BASEL, Switzerland, April 26, 2007-Roche announces several new research initiatives to further study the use of Tamiflu against the evolving H5N1 avian influenza virus and outlined the future production strategy for Tamiflu. Roche is holding a media briefing today, the conference will start at 10.00am Basel time and is also available through live audio webcast.

Research activities
As one of the most important medicines currently available to fight both seasonal and pandemic influenza, Tamiflu is in the front line of national pandemic defense strategies. Roche continues to research on the optimal use of Tamiflu in collaboration with Universities, Health Institutes and others. These research initiatives include: - Pre-clinical virology studies, looking at different H5N1 strains to optimize the dose of Tamiflu. - Avian influenza registry study, to collect available clinical and virological data, to characterize the virus and the use of Tamiflu - Post-exposure prophylaxis case studies, collecting retrospective and prospective data on Tamiflu's ability to prevent influenza illness - High dose (150mg twice daily) versus standard dose study (75mg twice daily) in collaboration with the National Institute of Health in the USA in both seasonal and pandemic influenza. - Long term prophylaxis (26 weeks) against H5N1 for workers in essential activities, e.g. hospitals. Monitoring for resistance of the influenza virus to Tamiflu. - Investigation on the feasibility of an intravenous formulation. - Registration activities for a lower dose capsule to facilitate storage and administration for young children. - This is in addition to continuing to study the role and established safety record in seasonal influenza outbreaks

Production strategy
Due to Roche's efforts the global manufacturing network for Tamiflu can produce in excess of 400 million treatments annually and has been tested accordingly. This network includes eight Roche sites and 19 external manufacturing partners located in 9 different countries around the world. As supply significantly exceeds current Tamiflu orders, Roche is tailoring its production schedule to this current demand.

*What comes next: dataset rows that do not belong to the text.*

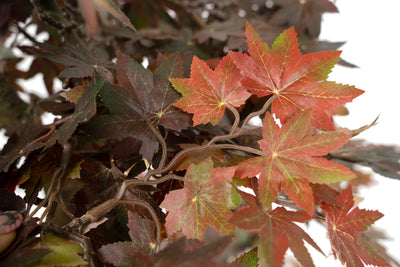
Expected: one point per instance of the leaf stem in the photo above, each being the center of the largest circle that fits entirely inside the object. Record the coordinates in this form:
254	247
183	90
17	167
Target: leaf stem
234	134
151	211
162	142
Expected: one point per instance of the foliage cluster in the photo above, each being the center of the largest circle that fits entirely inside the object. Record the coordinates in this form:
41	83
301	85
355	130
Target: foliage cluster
153	159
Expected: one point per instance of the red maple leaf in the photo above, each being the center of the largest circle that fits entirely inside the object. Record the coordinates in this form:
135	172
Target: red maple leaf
298	82
345	226
204	200
277	232
293	158
207	92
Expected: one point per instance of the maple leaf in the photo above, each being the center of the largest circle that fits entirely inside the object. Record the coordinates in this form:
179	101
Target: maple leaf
277	232
293	158
143	96
181	253
141	231
298	82
85	109
345	226
207	92
204	200
80	59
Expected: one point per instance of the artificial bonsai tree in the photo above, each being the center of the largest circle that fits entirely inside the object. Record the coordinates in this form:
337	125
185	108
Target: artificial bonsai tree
153	157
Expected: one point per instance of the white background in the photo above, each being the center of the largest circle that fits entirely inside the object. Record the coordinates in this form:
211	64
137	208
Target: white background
371	31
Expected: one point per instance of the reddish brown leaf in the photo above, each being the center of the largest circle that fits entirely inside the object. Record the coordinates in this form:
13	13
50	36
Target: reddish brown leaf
277	232
293	158
207	92
141	231
298	82
345	225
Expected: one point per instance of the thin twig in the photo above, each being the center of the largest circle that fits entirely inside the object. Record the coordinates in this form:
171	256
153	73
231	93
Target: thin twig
152	213
233	129
162	142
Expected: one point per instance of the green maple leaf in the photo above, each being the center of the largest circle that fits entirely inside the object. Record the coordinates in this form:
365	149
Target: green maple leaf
204	200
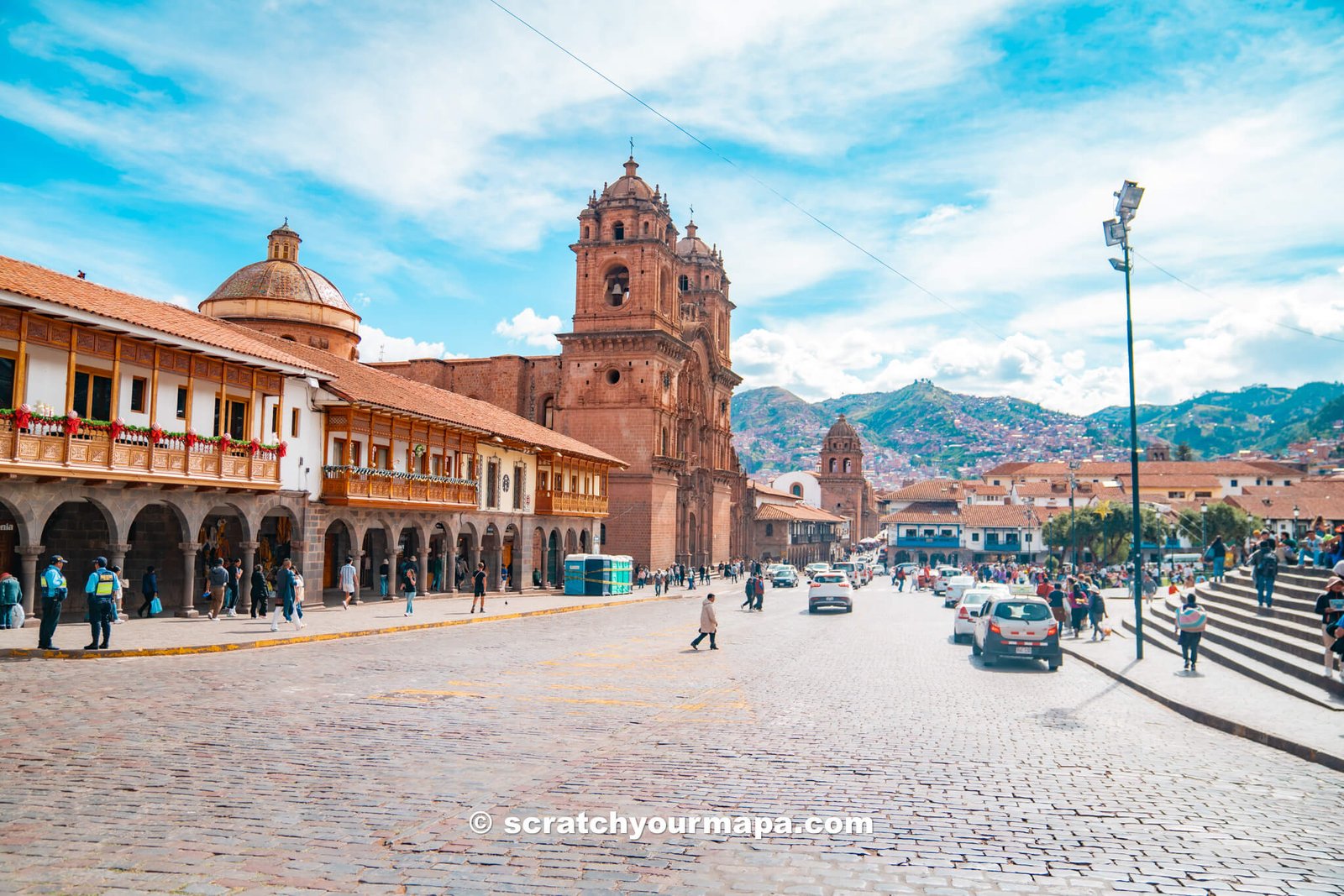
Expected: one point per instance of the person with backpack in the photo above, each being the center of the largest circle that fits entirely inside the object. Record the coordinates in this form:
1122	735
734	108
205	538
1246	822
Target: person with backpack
1216	553
1265	566
1189	629
1330	606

William M. Burns, CEO Division Roche Pharma, said: "The manufacturing expansion went to plan and Roche together with external partners now have the ability to produce more than 400 million courses of Tamiflu a year. To date we have had orders from governments amounting to about 215 million treatments in total. Today we can satisfy significant additional orders from governments and corporations and unless the demand picks up Roche will be tailoring its production schedule accordingly. These measures include maintaining a buffer stock at all times while remaining in close contact with our manufacturing partners to respond speedily to a surge in demand."

Production capability
Based on current government orders Roche will start tailoring the Tamiflu production schedule while maintaining stock of intermediates and active pharmaceutical ingredient along the supply chain. Gearing up production to full capacity will be triggered by one of two events 1. Roche inventories of final active ingredient (oseltamivir) or key intermediates drop below target levels 2. WHO declares pandemic has evolved to phase 4 (human to human transmission) Roche has taken a number of additional steps to help prepare for a possible pandemic.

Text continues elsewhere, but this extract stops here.